Pour aborder le thème des relations police-médias, la journée d’étude privilégie le croisement des regards et des expériences afin de mettre en évidence les mécanismes concrets, les pratiques effectives et les influences réciproques entre les deux univers professionnels. Parmi les questions qui seront soulevées :

  • Quelle est l’influence des médias sur le travail policier et la construction d’une image publique de l’institution ?
  • Quelle est, en retour, l’influence de cette image publique et des dispositifs communicationnels de la police sur l’écriture journalistique ?
  • Comment la police, à travers ses actions et ses prises de parole dans l’espace public, renouvelle-t-elle les imaginaires, les discours médiatiques et les pratiques journalistiques ?

Ces questions amèneront à envisager des cas concrets et à interroger des phénomènes tels que :

  • L’utilisation des communiqués de presse et des conférences de presse par les services de police en Suisse romande ; plus largement le développement des cellules presse et communication au sein des institutions policières ;
  • Les sources officielles policières et leur place dans le compte-rendu journalistique ;
  • La place prise (ou à donner) aux images non journalistiques (vidéosurveillance, images amateurs) dans la relation police-médias ;
  • Les arrière-plans imaginaires, caractérisés par l’action non-stop et la répression, véhiculés par les médias de fiction. Leur influence sur la perception du travail policier.
  • Les technologies de l’information et de la communication (TIC) et leur influence sur les rapports de travail entre policiers et journalistes. Pensons par exemple aux réseaux sociaux de l’Internet, aux outils numériques portatifs (caméra et enregistreur miniaturisés, etc.), aux moyens de retransmission simultanée des conférences de presse, aux outils numériques du travail policier (iPhone, ordinateur embarqué, etc.).

Démarche inductive et participative : analyser des « situations de communication » avec les acteurs impliqués

Dans un objectif de dialogue entre les savoirs des universitaires et les savoirs-faire des praticiens, la journée d’étude vise à réunir des chercheurs en sciences sociales, des représentants de la police et des journalistes dans l’objectif de créer un espace de travail en commun. Une telle réflexion croisée entre acteurs de terrain, catalysée par les apports analytiques des chercheurs en sciences sociales, permettra une meilleure compréhension des logiques d’action de chacun et des modes de communication existants. Dans un contexte d’évolution et de diversification des formations dispensées aux professionnel-le-s des médias et de la police, il paraît en effet important de mieux cerner ces collaborations et d’explorer la multiplicité des situations de contact et de communication entre les policiers de terrain et les journalistes, notamment par l’intermédiaire des communicateurs/trices de police.

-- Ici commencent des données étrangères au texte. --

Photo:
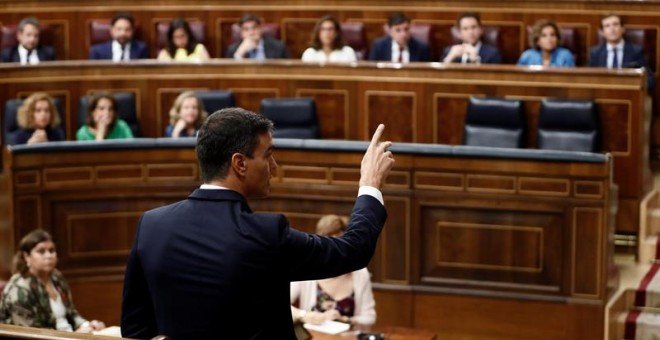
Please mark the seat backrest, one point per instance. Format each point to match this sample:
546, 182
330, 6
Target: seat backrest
99, 31
268, 29
355, 37
570, 125
8, 36
293, 117
491, 35
126, 108
216, 100
197, 27
494, 122
10, 124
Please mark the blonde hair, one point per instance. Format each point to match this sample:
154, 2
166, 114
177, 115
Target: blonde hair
331, 225
25, 116
538, 29
176, 108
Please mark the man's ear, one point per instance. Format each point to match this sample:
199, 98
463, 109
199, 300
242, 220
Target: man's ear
239, 164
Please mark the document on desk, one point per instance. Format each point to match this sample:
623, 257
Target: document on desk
329, 327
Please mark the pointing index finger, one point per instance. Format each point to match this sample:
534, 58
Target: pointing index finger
376, 137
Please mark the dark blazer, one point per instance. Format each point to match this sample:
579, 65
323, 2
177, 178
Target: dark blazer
103, 51
273, 49
208, 268
488, 54
633, 57
21, 136
381, 49
10, 54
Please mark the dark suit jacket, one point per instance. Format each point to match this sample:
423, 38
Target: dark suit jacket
273, 49
10, 55
209, 268
381, 49
103, 51
633, 57
489, 54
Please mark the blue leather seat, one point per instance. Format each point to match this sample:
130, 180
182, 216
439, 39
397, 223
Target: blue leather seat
494, 122
570, 125
293, 117
126, 109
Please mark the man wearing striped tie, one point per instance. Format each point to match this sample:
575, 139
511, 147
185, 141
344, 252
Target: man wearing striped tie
616, 52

Les professionnel-le-s des médias et de la police proposeront, autant que possible, d’illustrer ces moments de contact afin que l’on puisse obtenir in fine une description fine des liens, des pratiques et des représentations qui existent entre les formes de l’intervention policière et celles des comptes rendus journalistiques.

Objectifs de la journée d’étude

Confirmant une tradition de la recherche sociologique à l’interface de la science et de la société, le Laboratoire de Sociologie de l’Université de Lausanne propose un espace de rencontre, de réflexion et de dialogue entre les professionnel-le-s et les scientifiques. En proposant un espace public participatif pour la police et les médias, cette journée d’étude se fixe trois objectifs principaux:

1. Faire le point sur la problématique « police et médias » en tant qu’objet de recherche académique et thématique spécifique de réflexivité professionnelle, en recourant à des intervenants locaux. Créer des liens entre ces pratiques locales et le développement actuel des réflexions au niveau international.

2. Établir un bilan des pratiques institutionnalisées et informelles qui ont lieu en Suisse romande, dans le domaine de la relation entre les sources policières et les comptes rendus journalistiques.

3. Interroger des problématiques nouvelles qui mettent au défi les deux univers professionnels, par exemple au niveau de leurs modes de communication, du développement de formations professionnelles, de leur investissement des outils du web, etc.